Small Gardens, Big Impact: Native Micro-Garden
"Through a series of simple actions, your yard or patio can serve as a mini nature reserve that will provide important habitat and food sources for birds, pollinators, and wildlife." – Audubon Backyard Habitat program. Read more about how this program is implemented locally in our latest blog post.
Drew Richard’s garden is located in the front yard of his town house. It is roughly 25 feet by 5 feet, so it is tiny, but has a great impact on the local ecology. Drew’s yard is packed full of native plants that provide a nice waystation for passing birds, bees and butterflies and other animals living in the nearby nature preserve.
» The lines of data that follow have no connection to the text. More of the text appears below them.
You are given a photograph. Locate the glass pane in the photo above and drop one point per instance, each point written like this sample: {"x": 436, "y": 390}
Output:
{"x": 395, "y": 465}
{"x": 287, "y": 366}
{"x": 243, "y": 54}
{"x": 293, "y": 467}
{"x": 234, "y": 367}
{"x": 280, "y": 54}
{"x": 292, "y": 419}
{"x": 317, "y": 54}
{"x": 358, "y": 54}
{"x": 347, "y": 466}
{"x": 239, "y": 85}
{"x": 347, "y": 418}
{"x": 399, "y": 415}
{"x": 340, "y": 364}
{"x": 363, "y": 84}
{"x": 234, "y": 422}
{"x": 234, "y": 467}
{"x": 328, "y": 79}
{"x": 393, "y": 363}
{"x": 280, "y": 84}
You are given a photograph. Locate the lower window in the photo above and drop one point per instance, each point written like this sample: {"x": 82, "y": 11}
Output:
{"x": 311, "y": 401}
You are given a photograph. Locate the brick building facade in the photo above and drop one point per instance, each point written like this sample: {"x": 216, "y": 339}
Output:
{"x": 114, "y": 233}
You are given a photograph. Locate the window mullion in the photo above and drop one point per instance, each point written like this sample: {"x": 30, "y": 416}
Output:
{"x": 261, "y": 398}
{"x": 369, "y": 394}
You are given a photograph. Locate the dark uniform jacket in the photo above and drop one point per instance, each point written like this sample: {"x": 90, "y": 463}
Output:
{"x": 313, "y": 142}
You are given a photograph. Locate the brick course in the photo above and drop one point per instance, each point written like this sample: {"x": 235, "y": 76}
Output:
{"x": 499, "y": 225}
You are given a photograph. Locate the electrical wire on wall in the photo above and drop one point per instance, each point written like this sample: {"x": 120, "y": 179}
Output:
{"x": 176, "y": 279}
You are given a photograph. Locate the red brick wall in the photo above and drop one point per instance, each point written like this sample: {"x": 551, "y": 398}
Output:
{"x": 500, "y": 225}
Drew sees deer, fox, turkeys, bluebirds, woodpeckers, hawks and heron. His yard helps to support the many wildlife that live nearby.
When he first began gardening at his home 19 years ago he wanted to create something different than the typical suburban plantings. He removed the invasive barberry (which can harbor ticks!) and all of the lawn in the front yard. He worked closely with the Audubon at Beechwood Farms to earn the Habitat Guardian level in their Certified Backyard Habitat program.
Drew’s garden is full of native plants that bloom throughout the year so there is always something colorful and interesting to look at, plus local pollinators have pollen and nectar from spring to fall. A service berry provides edible fruit which the birds also love. Swamp milkweed, bee balm, blazing star, black eyed Susan, Joe Pye weed, and lobelia provide food for bees and butterflies. And columbine attracts hummingbirds and sphinx moths. Drew also uses some traditional ornamental plants such as hostas and lamb’s ear.
In addition to the dense planting of native plants, the garden has two bird baths and bird feeders to further attract feathered friends. Drew manages the garden organically without the use of synthetic chemical fertilizers or pesticides. He uses proper watering techniques to conserve water use. We love how many plants Drew was able to fit into a small space.